The most amazing person I ever met said that she wasn't going to succeed because she thought she was one of the people who 'peak' in high school. She didn't think she'd amount to anything because stereotypical white, popular girls don't amount to anything.
The cool kids in high school are just like you and me. Some of them are going to make it to the big leagues, while some don't. Some dream that they will, and others don't bother to dream at all. Your high school social status doesn't play a part in anything except the influences that stereotypes impose upon us. It's all just an illusion."

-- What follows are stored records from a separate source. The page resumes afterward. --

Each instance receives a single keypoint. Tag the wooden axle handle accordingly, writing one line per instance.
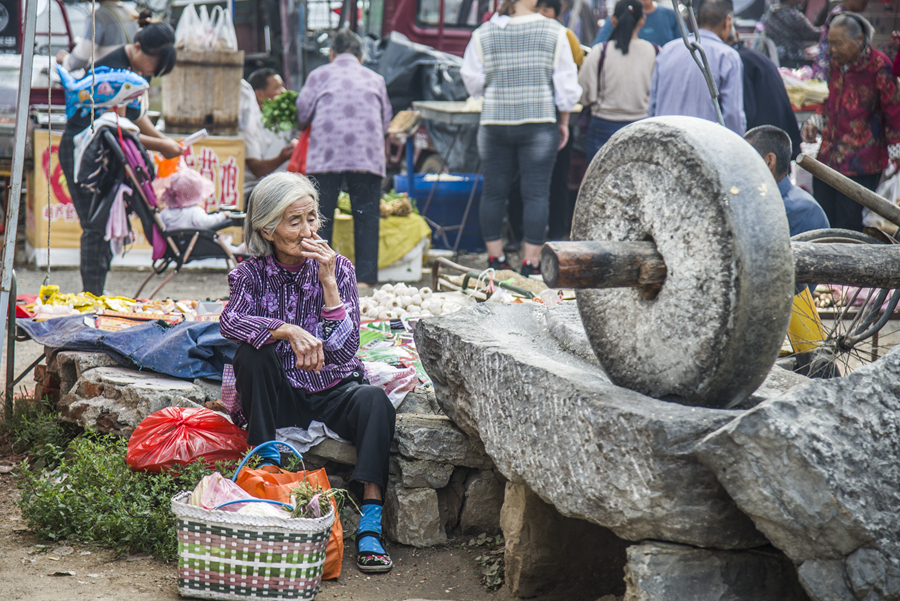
(602, 264)
(843, 184)
(639, 265)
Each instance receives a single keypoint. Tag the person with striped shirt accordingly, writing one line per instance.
(293, 308)
(522, 64)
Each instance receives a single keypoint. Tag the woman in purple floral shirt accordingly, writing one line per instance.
(347, 108)
(294, 309)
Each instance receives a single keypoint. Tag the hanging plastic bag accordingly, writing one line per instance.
(189, 31)
(396, 382)
(224, 38)
(179, 436)
(889, 189)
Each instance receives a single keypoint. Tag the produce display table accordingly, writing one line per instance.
(454, 114)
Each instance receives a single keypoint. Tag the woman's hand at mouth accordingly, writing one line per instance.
(317, 249)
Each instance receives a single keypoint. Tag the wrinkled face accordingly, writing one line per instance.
(274, 87)
(143, 64)
(844, 49)
(299, 221)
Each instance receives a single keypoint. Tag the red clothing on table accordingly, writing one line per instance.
(861, 116)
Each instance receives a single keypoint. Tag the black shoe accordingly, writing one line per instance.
(528, 269)
(512, 246)
(498, 265)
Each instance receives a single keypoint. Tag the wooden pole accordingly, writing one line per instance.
(639, 265)
(602, 264)
(848, 187)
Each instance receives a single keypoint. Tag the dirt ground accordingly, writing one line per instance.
(36, 570)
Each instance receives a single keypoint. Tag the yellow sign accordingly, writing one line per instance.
(219, 159)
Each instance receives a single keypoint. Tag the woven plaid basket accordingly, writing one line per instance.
(224, 555)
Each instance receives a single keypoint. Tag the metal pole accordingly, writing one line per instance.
(12, 211)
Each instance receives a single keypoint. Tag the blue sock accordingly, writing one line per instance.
(370, 521)
(270, 453)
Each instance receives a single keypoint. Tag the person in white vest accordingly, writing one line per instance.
(522, 63)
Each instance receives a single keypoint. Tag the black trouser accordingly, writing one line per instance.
(561, 208)
(842, 212)
(357, 412)
(96, 254)
(365, 199)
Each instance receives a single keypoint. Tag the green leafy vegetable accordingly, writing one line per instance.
(280, 113)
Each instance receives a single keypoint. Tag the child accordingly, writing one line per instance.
(185, 200)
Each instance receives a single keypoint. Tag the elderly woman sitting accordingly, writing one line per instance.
(294, 309)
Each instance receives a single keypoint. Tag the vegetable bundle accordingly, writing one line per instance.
(280, 113)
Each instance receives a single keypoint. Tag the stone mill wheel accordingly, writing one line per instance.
(710, 334)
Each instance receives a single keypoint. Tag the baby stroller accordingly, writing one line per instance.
(128, 162)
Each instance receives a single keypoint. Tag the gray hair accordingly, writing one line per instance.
(269, 200)
(855, 25)
(347, 41)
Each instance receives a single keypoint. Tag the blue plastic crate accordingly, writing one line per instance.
(447, 208)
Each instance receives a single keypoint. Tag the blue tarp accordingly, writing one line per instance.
(192, 349)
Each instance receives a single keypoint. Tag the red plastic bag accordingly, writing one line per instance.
(297, 164)
(179, 436)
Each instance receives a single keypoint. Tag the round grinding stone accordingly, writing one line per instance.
(707, 200)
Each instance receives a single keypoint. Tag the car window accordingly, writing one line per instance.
(457, 13)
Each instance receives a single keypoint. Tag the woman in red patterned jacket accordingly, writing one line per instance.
(860, 120)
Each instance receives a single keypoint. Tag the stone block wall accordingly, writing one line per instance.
(441, 481)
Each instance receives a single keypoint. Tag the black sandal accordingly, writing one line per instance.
(370, 562)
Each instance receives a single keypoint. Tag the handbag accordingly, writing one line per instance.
(227, 555)
(584, 118)
(275, 484)
(297, 164)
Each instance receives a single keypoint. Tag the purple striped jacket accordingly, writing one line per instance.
(264, 296)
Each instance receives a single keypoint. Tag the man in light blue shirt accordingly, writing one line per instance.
(660, 28)
(774, 145)
(678, 86)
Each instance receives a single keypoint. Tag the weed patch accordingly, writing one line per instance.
(35, 429)
(490, 559)
(93, 496)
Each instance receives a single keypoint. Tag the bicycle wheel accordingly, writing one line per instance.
(835, 329)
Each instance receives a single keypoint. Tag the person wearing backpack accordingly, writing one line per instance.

"I wish the cool kids well but I really don't care. Everyone knew who I was when I went to high school. I had a cool car, tight friends, could freely socialize among all groups, for the most part, was voted most likely to succeed senior year, and I went to a fancy college/medical school. However, a chronic mental illness has pretty much derailed everything. No one knew how depressed I was and how much I was struggling, not even my parents. Nothing is what it seems unless you have actually lived someone else's life.
Facebook is an absolute no-no for me. The brief time I spent on it, I saw that most people landed decent jobs and some may have the potential to go far in their chosen careers. I am from a 'Wisteria Lane' type neighborhood that was not expensive when I was a kid, but most families were intact and kids had good values for the most part.
The few people who knew me back then that I run into on rare occasions are shocked that I did not end up doing great things, but they understand. I am disappointed in myself, but I still consider myself 'successful' because I am still in the game when I could have killed myself many times over. I have not been able to have a career or family, but I accept that. I am still fighting but 20 years on it is becoming more difficult.
The bottom line is when you get older 'cool' is all relative. Everyone has their insecurities, and no one knows what the future holds for them.
My dad still remembers graduating from college and moving to America. Only 40 years later did he find out that one of his classmates that stayed behind died in a motorcycle accident not long after he left. Think about it, the guy had been dead 40 years and my father did well in his career, had a family, and had the good fortune to retire early. Life is truly a gift and should not be focused on petty things like how some 18-year-old that you were jealous of 'got his/her due.' The final thing I have to say is that I got tired of living the 'phony' life. I was never the person people thought I was, I was merely the person that everyone expected me to be."